Page 1 of 1

Case sensitive option when sorting

Posted: Fri Apr 16, 2010 1:30 pm
by shankar_ramanath
Please excuse my ignorance here. When I select a VARCHAR column to sort (Input-Partitioning-Hash-Sort), the option "Case-sensitive" is the default for the selected column. I would assume that "Case-sensitive" sort is more expensive than "Case-insensitive" sort. If so, why is it the default?

Thanks,

Posted: Fri Apr 16, 2010 1:40 pm
by chowdhury99
I don't think so. Unless you need case-insensitive, you may keep that option.

Thanks

Posted: Fri Apr 16, 2010 2:21 pm
by chulett
It's the default as that is the most common choice for that option.

Posted: Fri Apr 16, 2010 3:15 pm
by ray.wurlod
Case insensitive is more costly, because an internal conversion (to all upper case, as fas as I am aware) has to be performed and the sort performed on that field.

Posted: Fri Apr 16, 2010 4:52 pm
by shankar_ramanath
Thanks Ray. I agree. I did not think about it.

Posted: Sat Apr 17, 2010 6:51 pm
by chowdhury99
Thanks Ray for your valuable opinion.

Please correct me if I am wrong. Sort stage stores all data to memory space and then sorts. The most expensive part of the sort stage is storing data into memory space. Once all data is in the memory space, sorting operation does not take that much time compared to storing into memory space. That's why if you even add one more sorting key, overall processing time does go up that much. So, case sensitive option will not decrease the performance that much.
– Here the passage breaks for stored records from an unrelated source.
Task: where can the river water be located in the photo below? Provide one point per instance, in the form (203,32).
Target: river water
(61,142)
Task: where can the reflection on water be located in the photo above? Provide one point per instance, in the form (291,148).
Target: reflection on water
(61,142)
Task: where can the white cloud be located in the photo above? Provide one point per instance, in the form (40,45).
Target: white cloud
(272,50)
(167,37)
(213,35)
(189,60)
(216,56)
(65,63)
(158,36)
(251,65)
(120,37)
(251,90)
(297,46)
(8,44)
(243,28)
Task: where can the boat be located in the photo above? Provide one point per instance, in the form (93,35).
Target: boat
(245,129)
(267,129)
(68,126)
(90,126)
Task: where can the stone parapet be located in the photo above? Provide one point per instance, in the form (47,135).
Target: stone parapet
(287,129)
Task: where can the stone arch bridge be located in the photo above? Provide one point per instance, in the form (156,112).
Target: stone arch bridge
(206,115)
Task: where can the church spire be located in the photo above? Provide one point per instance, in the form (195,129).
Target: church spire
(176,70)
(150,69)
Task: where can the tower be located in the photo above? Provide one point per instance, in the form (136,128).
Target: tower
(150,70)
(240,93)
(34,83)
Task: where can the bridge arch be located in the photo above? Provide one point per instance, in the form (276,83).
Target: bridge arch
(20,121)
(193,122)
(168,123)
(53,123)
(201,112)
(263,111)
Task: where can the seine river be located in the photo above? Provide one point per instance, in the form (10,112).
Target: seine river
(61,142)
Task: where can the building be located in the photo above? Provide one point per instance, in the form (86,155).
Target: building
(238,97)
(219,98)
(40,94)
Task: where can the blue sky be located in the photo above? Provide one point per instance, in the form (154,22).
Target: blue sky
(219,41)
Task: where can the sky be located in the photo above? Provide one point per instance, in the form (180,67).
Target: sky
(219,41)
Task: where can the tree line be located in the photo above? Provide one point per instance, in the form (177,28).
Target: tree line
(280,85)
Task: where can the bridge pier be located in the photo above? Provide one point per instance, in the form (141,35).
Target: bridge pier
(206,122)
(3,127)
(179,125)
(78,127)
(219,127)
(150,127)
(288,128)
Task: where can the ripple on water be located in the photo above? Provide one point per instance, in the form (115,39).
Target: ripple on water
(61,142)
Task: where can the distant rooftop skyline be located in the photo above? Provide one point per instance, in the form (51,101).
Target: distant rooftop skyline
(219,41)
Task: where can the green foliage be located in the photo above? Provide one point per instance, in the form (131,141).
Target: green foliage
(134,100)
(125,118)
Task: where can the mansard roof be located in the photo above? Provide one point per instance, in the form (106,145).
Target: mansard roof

Please give your thoughtful opinion on this matter.

Best Regards.

Posted: Sat Apr 17, 2010 7:34 pm
by ray.wurlod
This is not the whole story. Only a certain amount of memory per node is available for sorting. Once this amount is exceeded, the sort must use disk files in the scratchdisk areas. This adds cost that you have not considered, probably more cost than the other steps (depending on the source of the rows to be sorted, which may already be in memory in a virtual Data Set).

The amount of memory available to the tsort operator is governed by the environment variable APT_TSORT_STRESS_BLOCKSIZE. If this environment variable is not set, then the Sort stage has a property that allows the amount of memory (per node) to be specified.